Pendekatan ini bukan yang pertama kali Tiongkok melihat insentif non-tradisional dalam pendidikan. Pada tahun 2022, sebuah sekolah dasar di Provinsi Yunnan, sebuah wilayah miskin, menghadiahi siswa berprestasi dengan anak babi untuk mendorong studi dan membantu ekonomi lokal. Guru dari sekolah tersebut, Hou Changliang, menyatakan bahwa penghargaan semacam itu tidak hanya memotivasi siswa tetapi juga membantu keluarga mereka, menumbuhkan kemandirian.

Latar belakang inisiatif ini juga mencakup upaya pemerintah Tiongkok untuk mereformasi sistem pendidikannya yang sangat kompetitif. Kebijakan "Pengurangan Ganda", misalnya, bertujuan untuk mengurangi beban pekerjaan rumah dan les privat di luar sekolah. Meskipun demikian, model pendidikan yang berorientasi ujian masih mendominasi, dengan kurikulum yang padat dan tekanan besar untuk berhasil dalam ujian yang menentukan prospek karier di masa depan.
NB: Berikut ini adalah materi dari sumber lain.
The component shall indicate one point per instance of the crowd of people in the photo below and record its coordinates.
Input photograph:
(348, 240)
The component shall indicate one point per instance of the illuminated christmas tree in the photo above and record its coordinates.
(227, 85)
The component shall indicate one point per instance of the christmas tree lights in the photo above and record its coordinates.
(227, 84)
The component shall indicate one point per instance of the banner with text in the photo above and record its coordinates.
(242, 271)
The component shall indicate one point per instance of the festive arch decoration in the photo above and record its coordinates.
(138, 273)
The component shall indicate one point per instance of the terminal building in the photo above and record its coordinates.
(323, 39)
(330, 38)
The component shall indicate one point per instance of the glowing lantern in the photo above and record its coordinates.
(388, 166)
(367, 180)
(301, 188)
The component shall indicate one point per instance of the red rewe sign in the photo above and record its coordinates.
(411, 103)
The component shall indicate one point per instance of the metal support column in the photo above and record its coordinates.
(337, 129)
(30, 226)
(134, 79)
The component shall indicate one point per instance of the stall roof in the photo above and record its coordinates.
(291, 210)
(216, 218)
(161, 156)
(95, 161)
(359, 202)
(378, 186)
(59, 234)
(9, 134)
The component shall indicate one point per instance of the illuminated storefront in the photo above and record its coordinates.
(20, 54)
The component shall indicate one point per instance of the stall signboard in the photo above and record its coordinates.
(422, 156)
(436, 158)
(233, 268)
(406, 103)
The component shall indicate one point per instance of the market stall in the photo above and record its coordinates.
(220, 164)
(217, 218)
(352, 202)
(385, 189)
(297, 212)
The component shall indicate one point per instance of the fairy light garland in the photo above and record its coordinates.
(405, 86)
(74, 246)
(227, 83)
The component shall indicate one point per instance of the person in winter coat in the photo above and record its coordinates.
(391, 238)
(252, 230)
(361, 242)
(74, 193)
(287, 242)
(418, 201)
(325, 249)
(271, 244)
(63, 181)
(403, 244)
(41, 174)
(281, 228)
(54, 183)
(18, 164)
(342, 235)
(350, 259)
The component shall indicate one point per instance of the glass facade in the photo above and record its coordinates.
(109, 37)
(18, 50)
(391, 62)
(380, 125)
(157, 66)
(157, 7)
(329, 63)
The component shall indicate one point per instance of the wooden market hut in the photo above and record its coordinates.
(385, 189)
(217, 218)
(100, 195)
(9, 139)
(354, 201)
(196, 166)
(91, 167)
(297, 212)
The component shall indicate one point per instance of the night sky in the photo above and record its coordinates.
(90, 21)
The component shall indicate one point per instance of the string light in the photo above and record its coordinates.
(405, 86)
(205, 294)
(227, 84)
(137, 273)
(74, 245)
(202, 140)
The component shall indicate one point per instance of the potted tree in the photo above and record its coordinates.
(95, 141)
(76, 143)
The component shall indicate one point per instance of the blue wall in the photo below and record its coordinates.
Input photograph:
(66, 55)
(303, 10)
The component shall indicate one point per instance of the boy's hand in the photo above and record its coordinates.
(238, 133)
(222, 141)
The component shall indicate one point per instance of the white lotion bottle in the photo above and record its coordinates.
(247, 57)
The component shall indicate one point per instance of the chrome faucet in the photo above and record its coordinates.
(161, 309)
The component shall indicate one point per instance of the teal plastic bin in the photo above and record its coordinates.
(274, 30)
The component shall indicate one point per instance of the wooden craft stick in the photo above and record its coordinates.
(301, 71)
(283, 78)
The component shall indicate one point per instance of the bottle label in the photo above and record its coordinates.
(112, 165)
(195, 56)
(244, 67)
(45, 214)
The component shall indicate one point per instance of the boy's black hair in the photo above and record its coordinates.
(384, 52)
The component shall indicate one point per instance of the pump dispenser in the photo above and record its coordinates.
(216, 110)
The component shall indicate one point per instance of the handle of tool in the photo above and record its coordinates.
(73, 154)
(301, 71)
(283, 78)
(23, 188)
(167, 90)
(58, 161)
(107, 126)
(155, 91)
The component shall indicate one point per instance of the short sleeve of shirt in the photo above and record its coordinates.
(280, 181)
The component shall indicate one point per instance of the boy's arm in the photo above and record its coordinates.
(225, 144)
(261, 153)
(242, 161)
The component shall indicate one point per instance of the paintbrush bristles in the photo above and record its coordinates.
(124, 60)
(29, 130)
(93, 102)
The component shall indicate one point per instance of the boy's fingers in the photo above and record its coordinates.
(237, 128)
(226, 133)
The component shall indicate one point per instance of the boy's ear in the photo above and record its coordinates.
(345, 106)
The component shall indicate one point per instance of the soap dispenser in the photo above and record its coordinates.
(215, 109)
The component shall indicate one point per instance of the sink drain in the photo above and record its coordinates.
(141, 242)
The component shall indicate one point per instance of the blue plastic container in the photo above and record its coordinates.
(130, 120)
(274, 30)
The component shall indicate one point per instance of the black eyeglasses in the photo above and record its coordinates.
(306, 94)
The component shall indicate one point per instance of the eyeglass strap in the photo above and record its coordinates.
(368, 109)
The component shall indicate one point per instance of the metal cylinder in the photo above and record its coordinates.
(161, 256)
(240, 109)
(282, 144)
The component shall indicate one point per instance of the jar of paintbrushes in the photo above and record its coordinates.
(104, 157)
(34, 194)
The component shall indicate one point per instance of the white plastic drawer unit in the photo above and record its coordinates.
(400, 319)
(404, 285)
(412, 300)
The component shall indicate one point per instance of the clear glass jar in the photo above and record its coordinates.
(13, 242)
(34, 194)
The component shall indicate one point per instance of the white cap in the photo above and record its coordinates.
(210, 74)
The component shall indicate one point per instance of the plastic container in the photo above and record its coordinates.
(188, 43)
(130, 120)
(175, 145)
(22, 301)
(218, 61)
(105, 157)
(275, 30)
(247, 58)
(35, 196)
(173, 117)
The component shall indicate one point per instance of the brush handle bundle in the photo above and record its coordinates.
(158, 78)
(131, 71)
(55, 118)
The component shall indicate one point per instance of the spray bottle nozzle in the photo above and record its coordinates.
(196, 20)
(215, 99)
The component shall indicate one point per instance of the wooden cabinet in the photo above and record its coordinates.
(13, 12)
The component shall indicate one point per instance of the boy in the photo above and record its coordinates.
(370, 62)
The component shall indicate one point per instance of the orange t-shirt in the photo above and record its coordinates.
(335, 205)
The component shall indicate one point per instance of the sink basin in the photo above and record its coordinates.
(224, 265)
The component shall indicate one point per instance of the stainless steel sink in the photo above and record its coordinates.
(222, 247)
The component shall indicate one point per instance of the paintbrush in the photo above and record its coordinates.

Para ahli di masa lalu telah menyarankan bahwa sistem pendidikan Tiongkok dapat ditingkatkan dengan memperkenalkan insentif bagi siswa dan guru agar mereka lebih serius dalam belajar. Sementara insentif tradisional sering berpusat pada tunjangan finansial atau beasiswa, langkah-langkah baru seperti alat tidur atau anak babi menunjukkan keinginan untuk menyuntikkan elemen kepedulian dan kepraktisan ke dalam sistem penghargaan, yang berpotensi mengurangi dampak negatif tekanan akademik yang ekstrim. Inisiatif ini dapat menjadi sinyal bahwa beberapa institusi pendidikan di Tiongkok mulai mencari metode untuk menyeimbangkan keunggulan akademik dengan kesejahteraan siswa, menawarkan hadiah yang secara langsung mendukung kenyamanan dan kebanggaan pribadi sebagai pelengkap sertifikat semata.